Devil May Care und Godots am 07.11.2021 – Béi Chéz Heinz in Hannover

Gepflegtes Abtanzen in Hannovers Kultkeller

Eventname: Devil May Care – Divine Tragedy – Exclusive Release Shows (2G-Konzert)

Headliner: Devil May Care

Vorband: Godots

Ort: Béi Chéz Heinz, Hannover

Datum: 07.11.2021

Kosten: 15 € AK

Genre: Post-Hardcore, Alternative Rock, Metalcore

Besucher: ca. 60 Besucher

Veranstalter: Spider Promotion (https://spider-promotion.de/)

Link: Facebook

Setlisten:

  1. Into The Abyss
  2. Ghosts
  3. Atlas
  4. Calm Waters
  5. On Wings Of Wax
  6. The Fire
  7. Last September
  8. Revelation
  9. Dead Amber
  10. Echoes
  11. Painter
  12. Our Hope
  13. L.I.A.R.
  14. Delirium
  15. Odyssey
  16. Dayblind
  17. Tragedy

  1. Heathrow
  2. Brake
  3. Wake Up
  4. Head Over Heels
  5. Touchdown
  6. Trip Down
  7. Full Of Hope
  8. Night On Malta
  9. Duke Of Space
  10. It’s Gonna Be Ok
  11. The Forests Aren’t Alright

Nach meinem Review zur neuen Platte von Devil May Care ist es mir ein Vergnügen, bei einem ihrer exklusiven Release-Konzerte zu Divine Tragedy dabei zu sein.

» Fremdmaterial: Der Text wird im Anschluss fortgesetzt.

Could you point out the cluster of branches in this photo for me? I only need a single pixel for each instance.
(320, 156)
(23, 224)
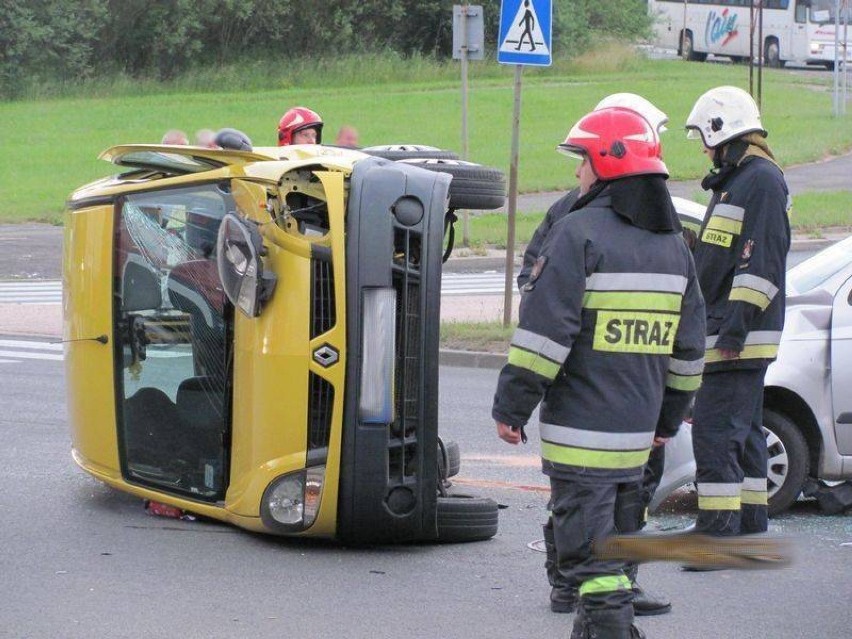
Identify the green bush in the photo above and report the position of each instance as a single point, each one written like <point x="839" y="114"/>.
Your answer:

Die erst im Oktober angekündigte kurze Konzertreihe geht durch Köln, Hamburg, Hannover und zum Jahresabschluss in die Heimat von Devil May Care nach Würzburg. Heute sollen die Wände des altehrwürdigen Kultkellers Chéz Heinz in der niedersächsischen Landeshauptstadt zum Wackeln gebracht werden. Unterstützt werden die Würzburger durch die Lokalmatadoren von Godots. Im Heinz prangt nicht erst jetzt der Slogan #heinzmussbleiben. Dem seit über 20 Jahren bekannten Club droht die Schließung durch den geplanten Umbau des Fössebads, in dessen Hallen sich das Heinz befindet. Wie die Politik mit Kulturschaffenden vor allem seit Corona umgeht, ist ein Thema, dass die Länge dieses Konzertberichts sprengen würde.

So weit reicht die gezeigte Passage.